At a post office in the embattled city of Slavyansk, she came across postcards with idyllic scenes: a cityscape framed by a river and blossoming trees; lovers embracing at twilight along a moonlit promenade. Printed on them was a cheerful greeting in English: “Welcome to Donetsk,” the capital of the Donbass region and ground zero for the conflict.
In the summer of 2015, Taylor-Lind ordered 1,000 cards and began addressing them to people around the world she had never met. Some were chosen at random; others had responded to her vague offer via social media of a postcard — not knowing what they would get.
That launched a continuing project that gained momentum last year while she was at Harvard University on a fellowship. Each carried a cryptic message with the name of a casualty of war and the date that he or she died.
“The war in Ukraine isn’t something that happened and then just went away. The lives and livelihoods of millions were affected,” she said. “This was very much an experiment. I didn’t know how people would react.”
React they have, with anger, shock, confusion and sadness.
A few recipients initially puzzled over the cards, which are postmarked in Ukraine, worrying whether someone in their household had lost a friend. Eventually, and by the hundreds, they have shared their thoughts using the hashtags #WelcomeToDonetsk and #WarIsPersonal.
Some have carried their cards to a leafy park, a remote beach or a tranquil mountainside, and held a moment of solitary remembrance for a fellow human they never met. Others have posed their cards next to lighted candles and posted photos and videos in somber tribute .
Jochem Lindelauf, of Groningen, Netherlands, was left reeling when he got a card that read: “Artem Gorlenko was killed in Spartak on Tuesday the 13th of October 2015.”

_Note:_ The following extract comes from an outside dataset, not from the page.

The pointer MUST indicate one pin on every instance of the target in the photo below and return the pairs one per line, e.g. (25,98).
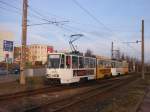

Oct. 13 is Lindelauf’s birthday.
“The crazy coincidence of my birthday brought it even more home for me,” he said in an Instagram post.
Taylor-Lind, an English-Swedish national now at the Carey Institute for Global Good in Rensselaerville, New York, and Sopova, a journalist from Donetsk doing her Nieman Fellowship at Harvard this year, have mailed more than 2,000 postcards to people in 60-plus countries.
Trying to identify those killed has been a challenge. Neither the Ukrainian government nor the UN maintains a comprehensive list, forcing Sopova to spend many hours scouring news reports and gruesome photographs posted online, as well as corresponding with officials and others back in Ukraine.
“It means nobody cares,” Sopova said. “And that makes this project even more important.”